Liverpool have taken significant steps to ensure the club’s young players are given the best possible chance of progressing to the senior ranks. Spoilt by the likes of Robbie Fowler, Steve McManaman, Michael Owen, Jamie Carragher and Steven Gerrard in the 1990s, the club’s Academy endured a barren spell thereafter, but there have been green shoots of recovery in recent years. Martin Kelly, Jay Spearing, Jon Flanagan and Jack Robinson, local lads, all made their debuts in the last five years; all are still at the club.
The exit of Carragher has removed one half of Liverpool’s sScouse core – Gerrard believes he has at least another three years at the top – and the club are eager to plug that gap.
Their efforts, however, will not be concentrated solely on Merseyside. The work of Academy scouts such as David Moss, Ian Barrigan and Matt Newbury ensures, or at least tries to ensure, that Liverpool are on top of any promising youngster, be they local, national or international. Hesitation is a sin when it comes to judging potential.
It was such decisive scouting which enabled them to snare the 15-year-old Sterling from Queens Park Rangers back in 2010.
The initial outlay of £600,000 raised eyebrows – and expectations – but has proven shrewd business. The £250,000 paid to Wycombe Wanderers for Ibe two years later looks likewise, while the club have high hopes for Sinclair, who was taken from West Bromwich Albion at 14, and Jones, who joined from Plymouth, aged 15, in 2011.
The likes of Joao Teixeira (Sporting Lisbon), Suso (Cadiz) and Yesil (Bayer Leverkusen), meanwhile, were scouted from further afield.
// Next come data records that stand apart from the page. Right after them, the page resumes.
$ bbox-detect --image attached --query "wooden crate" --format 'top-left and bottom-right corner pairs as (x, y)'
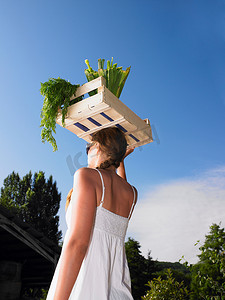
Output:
(56, 76), (153, 148)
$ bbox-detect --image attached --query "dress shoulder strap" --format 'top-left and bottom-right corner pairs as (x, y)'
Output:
(128, 185), (136, 220)
(93, 168), (105, 207)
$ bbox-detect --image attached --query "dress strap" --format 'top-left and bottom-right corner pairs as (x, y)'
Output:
(93, 168), (105, 207)
(128, 185), (136, 220)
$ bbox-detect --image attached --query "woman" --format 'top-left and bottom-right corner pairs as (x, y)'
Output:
(46, 126), (138, 300)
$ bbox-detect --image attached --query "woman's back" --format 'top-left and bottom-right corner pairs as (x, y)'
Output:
(93, 167), (137, 219)
(47, 167), (137, 300)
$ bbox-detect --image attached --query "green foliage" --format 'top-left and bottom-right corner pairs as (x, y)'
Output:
(141, 268), (190, 300)
(20, 287), (48, 299)
(85, 57), (131, 98)
(125, 237), (155, 299)
(40, 288), (48, 300)
(125, 237), (191, 299)
(40, 78), (83, 151)
(0, 170), (62, 245)
(192, 223), (225, 299)
(183, 223), (225, 300)
(153, 267), (191, 291)
(154, 260), (190, 274)
(0, 171), (29, 214)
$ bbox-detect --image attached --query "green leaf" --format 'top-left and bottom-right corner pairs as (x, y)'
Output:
(40, 78), (83, 151)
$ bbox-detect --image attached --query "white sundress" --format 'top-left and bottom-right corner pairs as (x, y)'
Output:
(46, 168), (136, 300)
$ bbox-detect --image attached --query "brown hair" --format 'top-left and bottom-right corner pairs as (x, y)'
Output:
(91, 126), (128, 169)
(65, 188), (73, 212)
(65, 126), (127, 211)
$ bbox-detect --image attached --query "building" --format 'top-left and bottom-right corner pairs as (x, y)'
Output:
(0, 204), (61, 299)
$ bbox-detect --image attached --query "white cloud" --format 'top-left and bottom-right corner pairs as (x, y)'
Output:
(127, 165), (225, 264)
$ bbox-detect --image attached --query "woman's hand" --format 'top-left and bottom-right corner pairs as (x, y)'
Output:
(124, 146), (135, 159)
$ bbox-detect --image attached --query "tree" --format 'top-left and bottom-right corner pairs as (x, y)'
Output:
(141, 268), (190, 300)
(0, 170), (62, 245)
(153, 261), (191, 290)
(190, 223), (225, 299)
(125, 237), (155, 299)
(0, 170), (29, 216)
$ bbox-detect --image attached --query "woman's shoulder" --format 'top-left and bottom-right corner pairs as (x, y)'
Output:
(115, 175), (138, 204)
(73, 167), (98, 182)
(131, 184), (138, 194)
(75, 167), (138, 203)
(130, 185), (138, 204)
(74, 167), (97, 174)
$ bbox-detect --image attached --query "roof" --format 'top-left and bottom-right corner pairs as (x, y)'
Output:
(0, 204), (62, 288)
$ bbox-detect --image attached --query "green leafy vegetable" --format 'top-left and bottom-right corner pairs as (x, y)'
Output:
(40, 78), (83, 151)
(84, 58), (131, 98)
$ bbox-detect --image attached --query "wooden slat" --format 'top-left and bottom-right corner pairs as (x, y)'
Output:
(78, 117), (127, 138)
(70, 76), (106, 100)
(56, 93), (107, 126)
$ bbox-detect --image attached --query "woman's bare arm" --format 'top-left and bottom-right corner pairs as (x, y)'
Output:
(117, 147), (135, 181)
(54, 168), (97, 300)
(117, 159), (127, 180)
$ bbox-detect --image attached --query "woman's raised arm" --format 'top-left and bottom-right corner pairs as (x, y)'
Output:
(117, 147), (135, 181)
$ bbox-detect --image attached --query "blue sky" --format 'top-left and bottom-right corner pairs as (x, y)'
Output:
(0, 0), (225, 263)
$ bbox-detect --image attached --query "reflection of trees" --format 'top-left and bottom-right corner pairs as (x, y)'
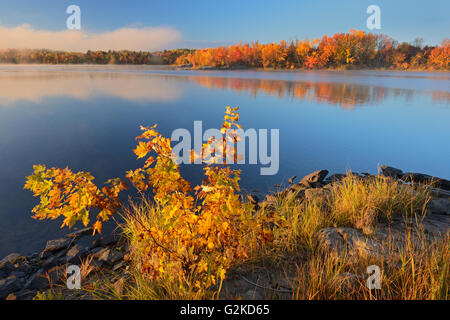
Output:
(189, 76), (448, 109)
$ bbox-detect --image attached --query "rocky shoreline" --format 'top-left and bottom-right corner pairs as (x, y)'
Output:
(1, 165), (449, 300)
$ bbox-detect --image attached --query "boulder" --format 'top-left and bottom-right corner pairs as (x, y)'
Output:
(0, 261), (14, 279)
(420, 214), (450, 237)
(65, 244), (87, 263)
(0, 275), (22, 299)
(40, 238), (72, 258)
(112, 261), (126, 272)
(325, 173), (346, 182)
(65, 227), (93, 239)
(381, 166), (403, 178)
(315, 227), (382, 260)
(5, 289), (36, 300)
(41, 256), (58, 269)
(402, 173), (450, 191)
(93, 248), (123, 266)
(299, 170), (329, 187)
(428, 198), (450, 215)
(290, 183), (305, 192)
(241, 289), (263, 300)
(288, 176), (297, 185)
(98, 234), (119, 247)
(24, 270), (50, 291)
(331, 272), (363, 293)
(0, 253), (23, 265)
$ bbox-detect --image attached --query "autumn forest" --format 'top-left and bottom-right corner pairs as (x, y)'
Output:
(1, 30), (449, 70)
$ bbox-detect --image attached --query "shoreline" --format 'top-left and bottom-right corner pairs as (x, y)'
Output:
(0, 63), (449, 74)
(1, 165), (449, 300)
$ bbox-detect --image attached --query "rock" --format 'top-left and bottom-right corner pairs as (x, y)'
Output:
(420, 214), (450, 237)
(10, 271), (26, 279)
(332, 273), (363, 293)
(315, 227), (382, 260)
(432, 188), (450, 199)
(112, 261), (126, 272)
(41, 256), (58, 269)
(241, 289), (263, 300)
(0, 261), (14, 278)
(299, 170), (329, 187)
(5, 293), (17, 300)
(402, 173), (450, 191)
(290, 183), (305, 192)
(65, 227), (93, 239)
(381, 166), (403, 178)
(288, 176), (297, 185)
(65, 244), (87, 263)
(40, 238), (72, 258)
(93, 248), (123, 266)
(90, 259), (104, 269)
(0, 275), (22, 299)
(98, 234), (119, 247)
(14, 261), (32, 274)
(0, 253), (23, 265)
(326, 173), (346, 182)
(44, 238), (72, 252)
(435, 178), (450, 191)
(6, 289), (36, 300)
(90, 247), (104, 255)
(428, 199), (450, 215)
(24, 270), (50, 291)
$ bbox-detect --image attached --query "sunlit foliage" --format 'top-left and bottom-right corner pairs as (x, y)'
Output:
(24, 166), (127, 234)
(125, 107), (275, 292)
(25, 107), (276, 295)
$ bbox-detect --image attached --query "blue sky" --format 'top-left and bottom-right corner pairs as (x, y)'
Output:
(0, 0), (448, 50)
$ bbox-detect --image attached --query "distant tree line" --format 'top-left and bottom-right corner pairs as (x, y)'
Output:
(0, 48), (194, 65)
(0, 30), (448, 70)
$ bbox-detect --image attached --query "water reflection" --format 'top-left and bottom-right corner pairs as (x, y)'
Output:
(0, 66), (448, 108)
(187, 76), (450, 109)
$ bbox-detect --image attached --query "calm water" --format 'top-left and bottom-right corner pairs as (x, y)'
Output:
(0, 65), (449, 257)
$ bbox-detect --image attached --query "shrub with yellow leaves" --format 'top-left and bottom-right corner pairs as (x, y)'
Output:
(24, 166), (127, 234)
(125, 106), (275, 294)
(25, 106), (276, 296)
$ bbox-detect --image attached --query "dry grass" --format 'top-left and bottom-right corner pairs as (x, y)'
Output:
(289, 232), (448, 300)
(118, 173), (447, 300)
(120, 198), (217, 300)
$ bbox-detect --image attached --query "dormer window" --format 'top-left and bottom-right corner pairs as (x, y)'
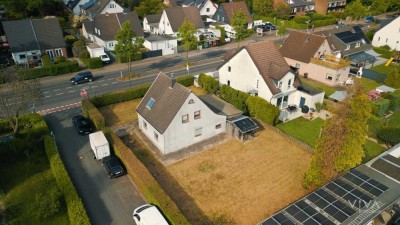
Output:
(355, 43), (360, 48)
(109, 3), (115, 8)
(146, 98), (155, 109)
(345, 45), (350, 50)
(206, 8), (210, 12)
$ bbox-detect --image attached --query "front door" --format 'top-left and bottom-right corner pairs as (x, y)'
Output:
(299, 97), (306, 108)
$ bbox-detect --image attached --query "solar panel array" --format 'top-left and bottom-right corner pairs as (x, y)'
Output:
(334, 31), (360, 44)
(260, 169), (389, 225)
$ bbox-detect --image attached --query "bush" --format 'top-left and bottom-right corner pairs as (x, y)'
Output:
(220, 85), (250, 113)
(371, 98), (390, 117)
(366, 29), (376, 42)
(310, 18), (337, 27)
(42, 54), (53, 67)
(378, 126), (400, 146)
(19, 61), (79, 79)
(82, 100), (105, 129)
(294, 15), (311, 24)
(0, 118), (12, 133)
(246, 96), (280, 125)
(105, 131), (189, 224)
(176, 75), (194, 87)
(309, 13), (326, 20)
(329, 11), (347, 19)
(44, 135), (91, 225)
(65, 35), (77, 46)
(367, 115), (382, 138)
(383, 89), (400, 111)
(198, 73), (219, 94)
(91, 84), (151, 107)
(54, 55), (66, 64)
(315, 102), (325, 113)
(81, 57), (102, 69)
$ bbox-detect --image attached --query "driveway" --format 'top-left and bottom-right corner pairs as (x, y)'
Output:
(44, 108), (146, 225)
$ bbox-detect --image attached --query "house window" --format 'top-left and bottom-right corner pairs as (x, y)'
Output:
(216, 124), (221, 129)
(194, 110), (201, 119)
(55, 48), (63, 56)
(227, 80), (230, 86)
(95, 28), (98, 34)
(195, 128), (202, 137)
(146, 98), (155, 109)
(228, 66), (231, 72)
(109, 42), (114, 47)
(295, 63), (300, 69)
(19, 54), (26, 59)
(256, 79), (259, 88)
(355, 42), (360, 48)
(143, 121), (147, 130)
(109, 3), (115, 8)
(345, 45), (350, 50)
(182, 114), (189, 123)
(206, 8), (210, 12)
(154, 132), (158, 141)
(189, 99), (194, 104)
(46, 50), (54, 59)
(378, 37), (380, 41)
(326, 74), (333, 80)
(288, 79), (292, 89)
(336, 74), (341, 81)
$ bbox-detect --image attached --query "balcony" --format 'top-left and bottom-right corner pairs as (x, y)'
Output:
(310, 55), (350, 70)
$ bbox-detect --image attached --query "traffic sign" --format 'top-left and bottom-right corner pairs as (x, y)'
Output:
(80, 89), (87, 97)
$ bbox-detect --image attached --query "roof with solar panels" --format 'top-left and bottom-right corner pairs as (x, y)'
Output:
(259, 143), (400, 225)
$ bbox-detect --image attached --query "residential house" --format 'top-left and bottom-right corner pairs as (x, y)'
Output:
(82, 12), (143, 51)
(260, 143), (400, 225)
(80, 0), (124, 20)
(372, 16), (400, 51)
(2, 18), (67, 65)
(158, 6), (205, 36)
(65, 0), (89, 15)
(136, 72), (226, 154)
(218, 40), (324, 121)
(273, 0), (315, 16)
(212, 2), (253, 38)
(315, 0), (346, 15)
(143, 14), (162, 34)
(316, 25), (374, 67)
(181, 0), (218, 18)
(280, 31), (351, 86)
(143, 35), (178, 56)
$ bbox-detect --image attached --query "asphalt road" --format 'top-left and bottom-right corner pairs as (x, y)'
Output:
(45, 108), (146, 225)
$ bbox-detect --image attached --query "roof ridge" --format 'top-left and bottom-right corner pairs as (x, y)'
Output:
(30, 19), (41, 50)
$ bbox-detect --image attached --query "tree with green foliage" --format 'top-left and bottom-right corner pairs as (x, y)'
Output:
(277, 24), (286, 41)
(387, 0), (400, 11)
(385, 68), (400, 88)
(115, 21), (144, 71)
(231, 9), (249, 48)
(303, 83), (371, 188)
(178, 19), (198, 66)
(345, 0), (367, 21)
(216, 26), (227, 45)
(252, 0), (273, 16)
(273, 3), (292, 20)
(134, 0), (164, 18)
(370, 0), (389, 15)
(0, 0), (64, 19)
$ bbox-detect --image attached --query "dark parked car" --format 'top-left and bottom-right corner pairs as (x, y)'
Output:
(70, 71), (93, 85)
(72, 115), (94, 135)
(264, 22), (276, 30)
(102, 155), (126, 178)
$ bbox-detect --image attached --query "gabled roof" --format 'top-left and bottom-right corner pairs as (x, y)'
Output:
(181, 0), (210, 10)
(219, 2), (252, 24)
(84, 12), (143, 41)
(136, 73), (191, 134)
(280, 31), (328, 63)
(164, 6), (205, 32)
(145, 14), (162, 24)
(3, 18), (65, 53)
(82, 0), (122, 17)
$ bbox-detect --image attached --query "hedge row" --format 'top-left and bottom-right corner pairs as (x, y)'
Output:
(82, 100), (105, 129)
(19, 61), (80, 79)
(371, 98), (390, 117)
(382, 89), (400, 112)
(378, 127), (400, 146)
(44, 135), (91, 225)
(246, 96), (280, 125)
(105, 130), (190, 225)
(81, 57), (102, 69)
(220, 84), (250, 113)
(91, 75), (194, 107)
(198, 73), (218, 94)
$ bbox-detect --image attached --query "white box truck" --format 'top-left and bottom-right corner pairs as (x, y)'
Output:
(89, 131), (110, 160)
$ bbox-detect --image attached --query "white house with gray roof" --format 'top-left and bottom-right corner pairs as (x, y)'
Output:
(143, 35), (178, 56)
(143, 14), (162, 34)
(80, 0), (124, 19)
(2, 18), (67, 65)
(136, 72), (226, 154)
(158, 6), (205, 36)
(181, 0), (218, 18)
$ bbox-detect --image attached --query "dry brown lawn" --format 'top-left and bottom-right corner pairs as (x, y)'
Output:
(167, 126), (313, 225)
(187, 85), (207, 96)
(98, 98), (142, 127)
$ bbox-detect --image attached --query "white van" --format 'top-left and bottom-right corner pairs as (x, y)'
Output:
(133, 204), (169, 225)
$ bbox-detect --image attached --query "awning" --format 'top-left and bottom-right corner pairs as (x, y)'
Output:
(348, 51), (376, 64)
(329, 90), (347, 102)
(231, 116), (259, 133)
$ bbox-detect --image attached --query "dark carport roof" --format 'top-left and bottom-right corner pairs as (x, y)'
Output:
(347, 51), (376, 63)
(231, 116), (258, 133)
(198, 94), (242, 119)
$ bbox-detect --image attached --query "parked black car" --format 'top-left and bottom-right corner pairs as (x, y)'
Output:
(72, 115), (94, 135)
(70, 71), (93, 85)
(102, 155), (126, 179)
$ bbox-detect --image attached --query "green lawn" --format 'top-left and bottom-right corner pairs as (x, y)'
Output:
(369, 64), (397, 75)
(358, 78), (382, 93)
(276, 117), (325, 147)
(383, 110), (400, 128)
(300, 78), (337, 97)
(362, 140), (386, 163)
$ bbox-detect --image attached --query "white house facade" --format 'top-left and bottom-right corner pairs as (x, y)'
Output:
(372, 16), (400, 51)
(158, 10), (175, 36)
(143, 35), (177, 56)
(182, 0), (218, 18)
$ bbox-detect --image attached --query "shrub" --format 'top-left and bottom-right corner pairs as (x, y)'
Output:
(309, 13), (326, 20)
(54, 55), (66, 64)
(315, 102), (325, 113)
(294, 15), (311, 24)
(0, 118), (12, 133)
(65, 35), (77, 46)
(44, 135), (91, 225)
(367, 115), (382, 138)
(91, 84), (151, 107)
(176, 75), (194, 87)
(41, 54), (53, 67)
(82, 100), (105, 129)
(246, 96), (280, 125)
(81, 57), (102, 69)
(72, 40), (87, 58)
(30, 184), (62, 220)
(371, 98), (390, 117)
(365, 29), (376, 42)
(198, 73), (219, 94)
(383, 89), (400, 111)
(329, 11), (347, 19)
(378, 126), (400, 146)
(105, 131), (189, 224)
(220, 85), (250, 113)
(367, 90), (381, 101)
(19, 61), (79, 79)
(310, 18), (337, 27)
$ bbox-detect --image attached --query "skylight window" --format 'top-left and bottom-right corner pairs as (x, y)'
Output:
(146, 98), (155, 109)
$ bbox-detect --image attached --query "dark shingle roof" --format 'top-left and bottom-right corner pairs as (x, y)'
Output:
(182, 0), (208, 10)
(83, 20), (94, 35)
(145, 14), (162, 24)
(3, 18), (65, 53)
(136, 73), (191, 134)
(282, 0), (315, 7)
(164, 6), (205, 32)
(280, 31), (327, 63)
(220, 2), (252, 24)
(83, 0), (110, 17)
(89, 12), (143, 41)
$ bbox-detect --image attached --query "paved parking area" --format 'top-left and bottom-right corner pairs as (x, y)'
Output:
(45, 108), (146, 225)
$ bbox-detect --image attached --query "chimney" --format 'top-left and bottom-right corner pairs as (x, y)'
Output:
(169, 73), (176, 89)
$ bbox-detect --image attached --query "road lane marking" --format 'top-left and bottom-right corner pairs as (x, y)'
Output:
(101, 83), (108, 86)
(111, 82), (118, 84)
(107, 78), (114, 80)
(66, 86), (72, 89)
(56, 93), (64, 96)
(45, 95), (51, 98)
(43, 91), (49, 94)
(54, 89), (61, 92)
(97, 80), (104, 82)
(68, 90), (75, 93)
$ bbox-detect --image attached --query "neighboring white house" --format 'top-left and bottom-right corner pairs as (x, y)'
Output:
(143, 14), (162, 34)
(82, 12), (143, 51)
(136, 72), (226, 154)
(372, 16), (400, 51)
(65, 0), (90, 15)
(80, 0), (124, 19)
(218, 40), (324, 121)
(181, 0), (218, 18)
(86, 43), (106, 57)
(158, 6), (205, 36)
(143, 35), (177, 56)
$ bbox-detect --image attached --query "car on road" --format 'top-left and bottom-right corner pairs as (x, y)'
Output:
(70, 71), (94, 85)
(133, 204), (169, 225)
(72, 115), (94, 135)
(100, 53), (111, 64)
(102, 155), (126, 179)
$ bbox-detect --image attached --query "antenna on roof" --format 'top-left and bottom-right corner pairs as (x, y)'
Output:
(306, 36), (311, 42)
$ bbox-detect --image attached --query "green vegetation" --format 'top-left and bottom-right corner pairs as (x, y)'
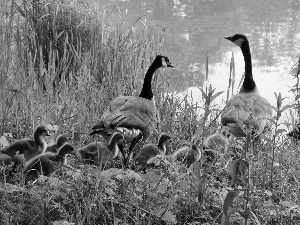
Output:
(0, 0), (300, 224)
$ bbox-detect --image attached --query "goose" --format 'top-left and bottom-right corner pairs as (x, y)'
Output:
(221, 34), (273, 138)
(45, 134), (68, 153)
(77, 131), (124, 167)
(0, 125), (50, 161)
(23, 143), (75, 182)
(204, 127), (230, 153)
(134, 132), (171, 170)
(90, 55), (174, 166)
(172, 144), (201, 167)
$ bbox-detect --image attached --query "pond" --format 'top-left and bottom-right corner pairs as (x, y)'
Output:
(102, 0), (300, 106)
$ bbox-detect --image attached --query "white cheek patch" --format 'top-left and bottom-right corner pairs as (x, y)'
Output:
(152, 96), (157, 106)
(161, 58), (167, 68)
(233, 38), (245, 47)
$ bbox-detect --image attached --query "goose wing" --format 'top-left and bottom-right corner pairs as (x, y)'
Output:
(0, 138), (38, 157)
(94, 96), (157, 137)
(221, 93), (273, 136)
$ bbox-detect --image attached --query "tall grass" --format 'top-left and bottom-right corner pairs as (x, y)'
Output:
(0, 0), (167, 138)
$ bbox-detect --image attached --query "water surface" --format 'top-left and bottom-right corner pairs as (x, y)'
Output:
(103, 0), (300, 106)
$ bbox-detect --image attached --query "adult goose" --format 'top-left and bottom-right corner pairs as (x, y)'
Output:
(0, 125), (50, 161)
(90, 55), (174, 166)
(45, 134), (68, 153)
(77, 131), (124, 167)
(134, 132), (171, 170)
(23, 143), (75, 182)
(221, 34), (273, 137)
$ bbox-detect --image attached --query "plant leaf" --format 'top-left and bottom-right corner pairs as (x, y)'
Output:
(161, 210), (177, 224)
(211, 91), (224, 102)
(228, 160), (239, 186)
(199, 88), (209, 103)
(197, 179), (206, 205)
(0, 136), (9, 148)
(223, 190), (240, 216)
(239, 160), (249, 183)
(221, 208), (237, 225)
(220, 213), (230, 225)
(157, 182), (168, 194)
(250, 211), (262, 225)
(280, 104), (294, 112)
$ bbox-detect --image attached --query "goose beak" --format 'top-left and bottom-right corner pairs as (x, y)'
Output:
(224, 36), (232, 41)
(167, 63), (174, 68)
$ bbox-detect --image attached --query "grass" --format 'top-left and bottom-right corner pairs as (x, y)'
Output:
(1, 0), (300, 224)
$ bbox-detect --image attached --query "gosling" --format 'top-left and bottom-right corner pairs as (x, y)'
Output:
(77, 131), (124, 167)
(23, 143), (75, 183)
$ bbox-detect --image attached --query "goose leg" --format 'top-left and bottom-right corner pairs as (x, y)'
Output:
(126, 134), (143, 167)
(118, 143), (127, 166)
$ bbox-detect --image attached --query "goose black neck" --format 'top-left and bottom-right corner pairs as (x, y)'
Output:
(139, 63), (159, 100)
(240, 41), (256, 92)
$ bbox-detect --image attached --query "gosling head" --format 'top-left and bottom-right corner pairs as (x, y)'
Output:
(224, 34), (248, 48)
(155, 55), (174, 68)
(159, 132), (172, 143)
(35, 125), (50, 137)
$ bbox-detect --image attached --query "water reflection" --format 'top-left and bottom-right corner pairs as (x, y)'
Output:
(105, 0), (300, 106)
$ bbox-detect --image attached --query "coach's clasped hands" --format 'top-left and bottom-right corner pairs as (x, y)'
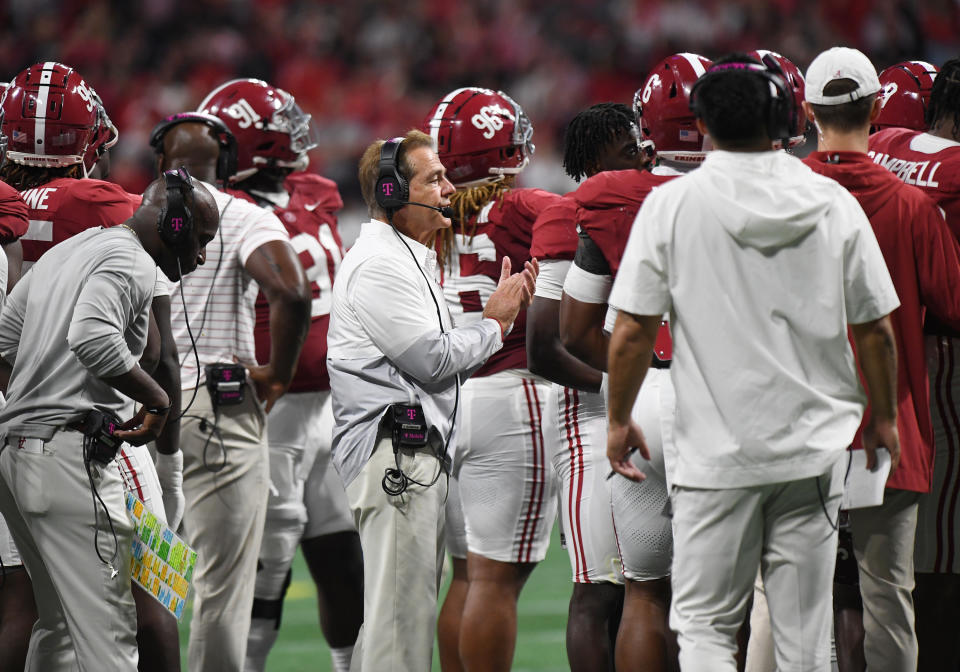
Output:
(482, 256), (539, 337)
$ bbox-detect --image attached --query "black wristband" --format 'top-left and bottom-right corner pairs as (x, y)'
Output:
(145, 405), (171, 416)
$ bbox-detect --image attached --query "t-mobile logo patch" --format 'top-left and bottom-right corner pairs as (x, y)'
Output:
(222, 370), (232, 381)
(407, 409), (417, 420)
(171, 217), (184, 232)
(381, 183), (394, 196)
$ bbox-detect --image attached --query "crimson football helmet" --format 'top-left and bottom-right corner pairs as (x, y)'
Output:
(1, 62), (117, 175)
(422, 87), (535, 188)
(872, 60), (939, 133)
(749, 50), (808, 148)
(634, 53), (713, 165)
(198, 79), (316, 182)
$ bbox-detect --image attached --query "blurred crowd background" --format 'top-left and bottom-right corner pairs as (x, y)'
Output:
(0, 0), (957, 225)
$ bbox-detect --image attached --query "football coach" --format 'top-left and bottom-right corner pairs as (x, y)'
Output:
(327, 129), (538, 672)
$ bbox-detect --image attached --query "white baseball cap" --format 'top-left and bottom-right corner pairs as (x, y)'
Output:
(805, 47), (881, 105)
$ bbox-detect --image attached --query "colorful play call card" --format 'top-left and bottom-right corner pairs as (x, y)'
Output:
(125, 493), (198, 621)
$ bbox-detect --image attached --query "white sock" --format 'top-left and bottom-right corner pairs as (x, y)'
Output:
(330, 645), (353, 672)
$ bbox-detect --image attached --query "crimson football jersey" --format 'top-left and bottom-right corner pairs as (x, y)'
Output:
(868, 127), (960, 239)
(18, 177), (140, 266)
(574, 169), (675, 274)
(444, 187), (562, 376)
(245, 173), (344, 393)
(574, 169), (676, 360)
(530, 195), (578, 262)
(0, 181), (28, 243)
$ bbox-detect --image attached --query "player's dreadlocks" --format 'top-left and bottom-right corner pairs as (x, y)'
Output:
(926, 58), (960, 139)
(438, 179), (513, 269)
(0, 163), (83, 191)
(562, 103), (636, 182)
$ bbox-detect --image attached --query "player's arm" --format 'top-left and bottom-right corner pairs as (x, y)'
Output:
(147, 292), (184, 528)
(243, 239), (311, 411)
(915, 204), (960, 332)
(0, 184), (28, 293)
(850, 315), (899, 473)
(149, 294), (181, 456)
(140, 308), (162, 375)
(560, 230), (613, 372)
(0, 265), (33, 385)
(526, 259), (602, 392)
(3, 240), (23, 293)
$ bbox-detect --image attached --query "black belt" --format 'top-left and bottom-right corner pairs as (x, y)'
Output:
(651, 357), (671, 370)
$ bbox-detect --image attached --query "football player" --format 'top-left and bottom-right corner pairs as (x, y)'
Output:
(422, 87), (558, 672)
(872, 60), (939, 133)
(526, 102), (650, 672)
(197, 79), (362, 672)
(868, 57), (960, 669)
(0, 61), (184, 672)
(0, 98), (30, 672)
(748, 50), (809, 151)
(559, 53), (713, 672)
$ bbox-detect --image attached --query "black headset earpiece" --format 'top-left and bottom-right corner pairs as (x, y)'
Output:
(689, 59), (794, 145)
(157, 167), (195, 249)
(754, 53), (795, 145)
(374, 139), (409, 214)
(149, 112), (238, 187)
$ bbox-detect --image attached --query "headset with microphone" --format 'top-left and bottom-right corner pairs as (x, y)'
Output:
(689, 55), (795, 148)
(149, 111), (238, 189)
(375, 138), (454, 220)
(156, 167), (195, 249)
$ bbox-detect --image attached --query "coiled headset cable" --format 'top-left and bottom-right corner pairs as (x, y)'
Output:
(381, 221), (459, 497)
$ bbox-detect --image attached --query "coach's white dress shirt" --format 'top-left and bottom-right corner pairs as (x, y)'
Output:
(327, 218), (503, 486)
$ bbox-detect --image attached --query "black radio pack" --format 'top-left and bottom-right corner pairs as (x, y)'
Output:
(80, 409), (123, 466)
(389, 403), (429, 450)
(204, 363), (246, 407)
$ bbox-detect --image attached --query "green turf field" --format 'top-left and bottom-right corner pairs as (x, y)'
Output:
(178, 524), (572, 671)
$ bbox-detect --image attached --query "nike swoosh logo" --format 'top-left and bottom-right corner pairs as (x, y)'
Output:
(304, 202), (323, 212)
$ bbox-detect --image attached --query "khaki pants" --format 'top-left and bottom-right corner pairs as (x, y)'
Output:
(181, 385), (269, 672)
(346, 434), (447, 672)
(671, 469), (841, 672)
(0, 431), (138, 672)
(848, 489), (920, 672)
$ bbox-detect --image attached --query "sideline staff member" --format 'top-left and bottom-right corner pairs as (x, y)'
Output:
(606, 55), (900, 671)
(0, 171), (218, 671)
(328, 129), (538, 671)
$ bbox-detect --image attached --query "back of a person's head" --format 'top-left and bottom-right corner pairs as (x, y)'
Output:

The club expect to add two of La Liga’s most promising talents, Sergi Canos and Pedro Chirivella, this summer, and have also identified two British 14-year-olds, Bristol City’s Herbie Kane and West Brom’s Yan Dhanda.
With strong dialogue in place between Brendan Rodgers, Rodolfo Borrell, the head of academy coaching, and Frank McParland, the director of player development, and with highly-rated, principled coaches in charge of the U18 and U21 sides, the Reds believe a structure is now in place which will enable them to create a conveyor belt of talent.
It promises to be a busy summer at Anfield, but Reds fans will hope the club can continue to grow its own stars, as well as buying them in from elsewhere.
Then there really will be something to get excited about.